Saturday, September 20, 2014

Twitch.

When he saw his wife running around the farm, chasing the animals, and eating them, the raw meat, as they dropped to the ground, he couldn’t move or speak. It had been a frantic, sickening hour of bleating, squawking; pained animal cries. It had rained feathers and bloody insides. His feet had refused to budge, all he could do was watch, in pure horror, as his normally timid and demure wife had gone completely mad. When she’d turned on the kids, he’d leaped into action then, desperately attempting to shield them and keep her away, as her newfound lust for violence exploded, and their shrill cries echoed around the farmyard, their eyes wide with a cruel mixture of terror and confusion, fear and a rapidly failing sense of maternal love. She’d been too ferocious, even for him. She’d got to them in the end, all four of them. That’s why he was holding the blood-splattered teddy bear; some kind of shitty memento of his dead family.

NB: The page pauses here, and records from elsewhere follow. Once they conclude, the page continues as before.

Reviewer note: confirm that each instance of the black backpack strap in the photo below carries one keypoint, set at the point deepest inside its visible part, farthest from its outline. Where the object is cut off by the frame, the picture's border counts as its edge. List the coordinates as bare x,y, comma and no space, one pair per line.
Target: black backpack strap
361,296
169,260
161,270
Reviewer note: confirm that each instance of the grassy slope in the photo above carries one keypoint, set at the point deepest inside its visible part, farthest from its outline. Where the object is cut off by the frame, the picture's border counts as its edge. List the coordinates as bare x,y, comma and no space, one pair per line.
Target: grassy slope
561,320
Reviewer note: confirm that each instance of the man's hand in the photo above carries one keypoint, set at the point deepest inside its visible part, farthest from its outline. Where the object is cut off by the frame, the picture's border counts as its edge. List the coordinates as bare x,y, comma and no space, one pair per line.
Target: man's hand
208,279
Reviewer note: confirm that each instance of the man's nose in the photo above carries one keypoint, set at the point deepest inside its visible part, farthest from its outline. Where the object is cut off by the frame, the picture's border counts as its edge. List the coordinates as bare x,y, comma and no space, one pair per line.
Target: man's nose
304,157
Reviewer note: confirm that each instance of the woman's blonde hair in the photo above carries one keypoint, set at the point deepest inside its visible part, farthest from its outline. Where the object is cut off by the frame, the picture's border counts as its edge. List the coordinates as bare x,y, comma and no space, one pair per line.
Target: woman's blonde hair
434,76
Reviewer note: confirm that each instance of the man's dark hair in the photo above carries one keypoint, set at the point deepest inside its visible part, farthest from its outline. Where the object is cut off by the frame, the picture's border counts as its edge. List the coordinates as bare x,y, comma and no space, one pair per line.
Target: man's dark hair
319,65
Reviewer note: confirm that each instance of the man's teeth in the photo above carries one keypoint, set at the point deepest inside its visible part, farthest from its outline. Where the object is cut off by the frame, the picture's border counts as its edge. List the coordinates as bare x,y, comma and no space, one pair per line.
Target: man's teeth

He’d fetched the gun, last used on an unfortunate, deformed new-born calf. He’d shot his wife in the head, he’d had to. After that, the silence suffocated him and he couldn’t stand to view the horrific scene any longer, but his hands trembled too much to drive, and his head couldn’t remember where he’d left the keys for the truck. And, so, he waited, by the roadside, hoping for someone to come along and take him away from the massacre and the madness. He’d brought the gun, the radio had blared alarming words at him as he’d left: infection, brain, epidemic, attacks, shoot them in the head, shoot them in the head, shoot them in the head. The broadcasted words fired out and were loaded with panic. They had quickly turned into screams, and then the muffled, choking sounds of death, and then the frenzied sound of a most disturbing hunger; ripping, chewing and swallowing. Finally, the fuzzy off-air sound reigned as the radio show abruptly ended.

But, here came a truck tearing up the sandy path, a blessed familiar red one, belonging to Hank from the next farm up. He felt intense relief as it screeched to a halt beside him.

‘Thank God,’ he whispered as Hank opened the door.

He was about to get in, but there was a definite look of crazy in Hank’s old eyes, and blood dripped from the corner of his emotionless lips. There was part of someone’s leg on his lap, it still had a shoe on the end of it. Slowly, cautiously, with twitching fingers, he reached for his gun.